I would say I'm encouraged because Barnard has accommodated me better than I'd say pretty much any other institution I've ever been a part of, particularly in an educational sense. A big, kind of the most fundamental factor for me in the college search process, was physical accessibility and meeting with accessibility services teams. Many of the colleges that I was deciding between, their accessibility services team would refuse to meet with me until I committed to the institution and sent in my documentation. They would not meet with me to discuss accommodations, nothing. And I mean, generally speaking, the thing that popped into my head, you know, well, why? Because the only thing I could think of is they don't want to talk to me about my needs because they know they can't meet my needs. They know they can't be accessible.

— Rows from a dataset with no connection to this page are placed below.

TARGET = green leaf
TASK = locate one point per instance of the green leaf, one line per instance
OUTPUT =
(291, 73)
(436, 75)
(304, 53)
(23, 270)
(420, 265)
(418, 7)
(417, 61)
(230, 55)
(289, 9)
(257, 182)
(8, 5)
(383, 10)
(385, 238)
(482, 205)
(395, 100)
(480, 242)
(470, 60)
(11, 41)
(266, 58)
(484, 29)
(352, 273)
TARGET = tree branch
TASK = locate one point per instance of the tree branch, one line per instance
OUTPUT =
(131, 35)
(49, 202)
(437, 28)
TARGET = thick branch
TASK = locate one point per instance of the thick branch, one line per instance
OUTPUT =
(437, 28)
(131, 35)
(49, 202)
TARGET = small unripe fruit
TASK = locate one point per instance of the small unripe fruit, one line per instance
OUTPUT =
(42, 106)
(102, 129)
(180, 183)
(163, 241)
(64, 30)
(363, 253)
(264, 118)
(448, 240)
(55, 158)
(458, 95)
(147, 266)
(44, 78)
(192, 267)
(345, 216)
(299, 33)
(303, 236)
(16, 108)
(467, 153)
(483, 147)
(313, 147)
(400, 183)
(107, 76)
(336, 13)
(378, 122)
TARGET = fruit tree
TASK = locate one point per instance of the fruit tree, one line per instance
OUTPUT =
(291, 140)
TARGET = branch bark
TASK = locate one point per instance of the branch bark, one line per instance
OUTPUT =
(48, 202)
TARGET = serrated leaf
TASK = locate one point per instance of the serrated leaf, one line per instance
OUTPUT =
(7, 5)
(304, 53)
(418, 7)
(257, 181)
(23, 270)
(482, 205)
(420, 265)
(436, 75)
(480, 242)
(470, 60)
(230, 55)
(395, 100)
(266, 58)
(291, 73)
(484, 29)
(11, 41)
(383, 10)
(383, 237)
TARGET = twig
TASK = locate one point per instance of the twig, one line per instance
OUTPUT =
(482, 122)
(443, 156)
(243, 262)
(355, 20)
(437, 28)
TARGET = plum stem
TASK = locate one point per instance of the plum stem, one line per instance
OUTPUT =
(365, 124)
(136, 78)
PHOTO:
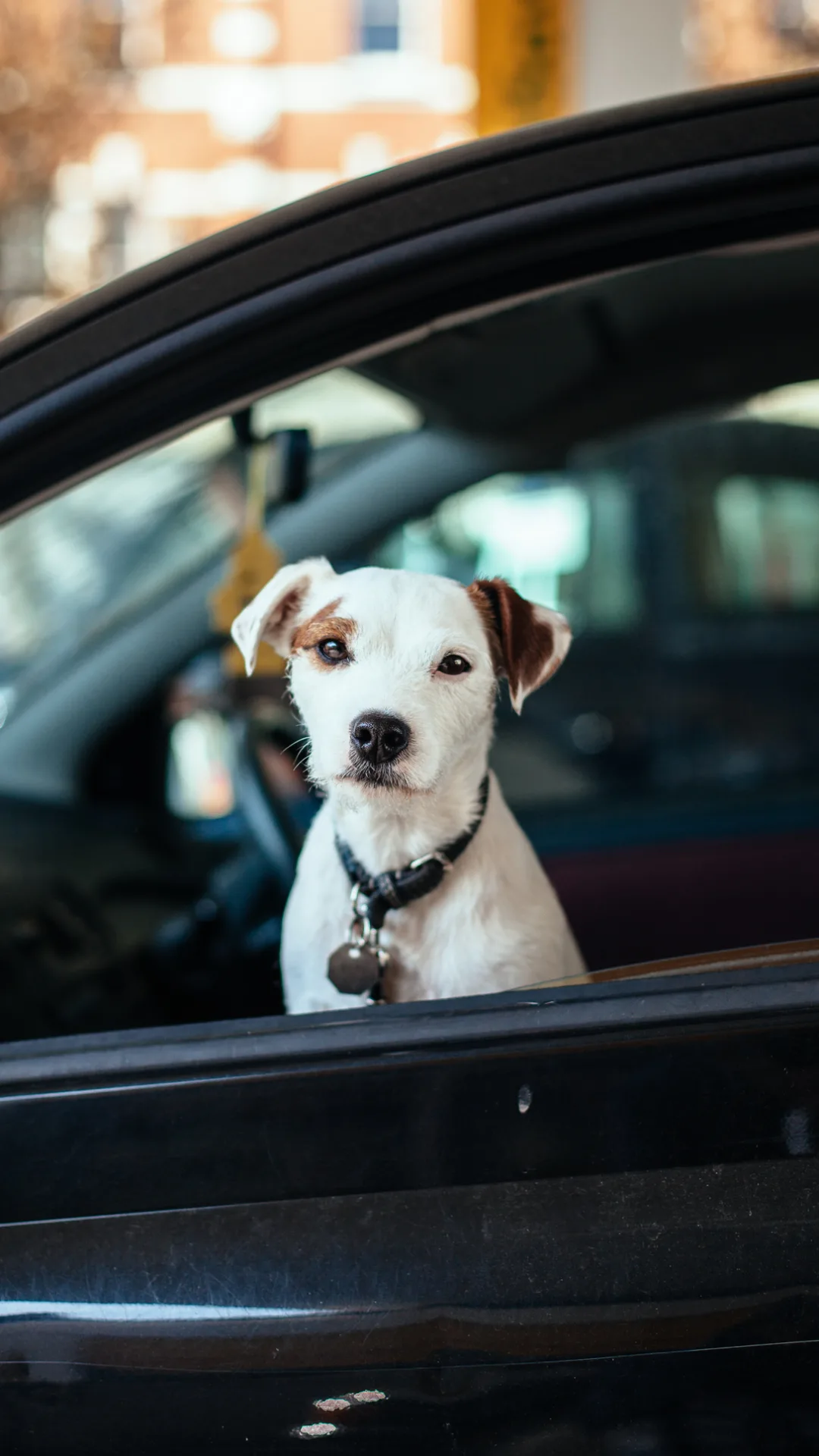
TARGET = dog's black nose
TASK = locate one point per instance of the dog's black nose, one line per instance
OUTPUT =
(378, 737)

But Barnard was the only accessible resources team that I met with once before I officially committed. Just being able to meet with someone and being able to have the discussion of like, “What are some of the accommodations that you could offer potentially? Starting to have those discussions made me fundamentally more comfortable and it made me feel more supported and welcome. It gave me some peace of mind. 

 

Another thing that happened to me at Barnard that never happened at the other schools I had applied to, was I was actually able to tour with a group of people. At every other school, I was given a separate, “accessible” campus tour. Barnard was one of the only schools, if not the only school where I could where I like like, oh, I can make this work, you know, in a way that would work for me. And I'm glad it worked out, but I think there's other things that we could talk about with that, because obviously Barnard is a really, really selective school. And I mean, obviously, I have not toured every school. I haven't researched every school. But if Barnard was one of the few that was accessible, you have to be fairly high-achieving to get into Barnard. So it’s like, do you really have to be one of the best in your class and be exceptional to be deserving of access? No one should have to be exceptional or good at something to be deserving of accessibility.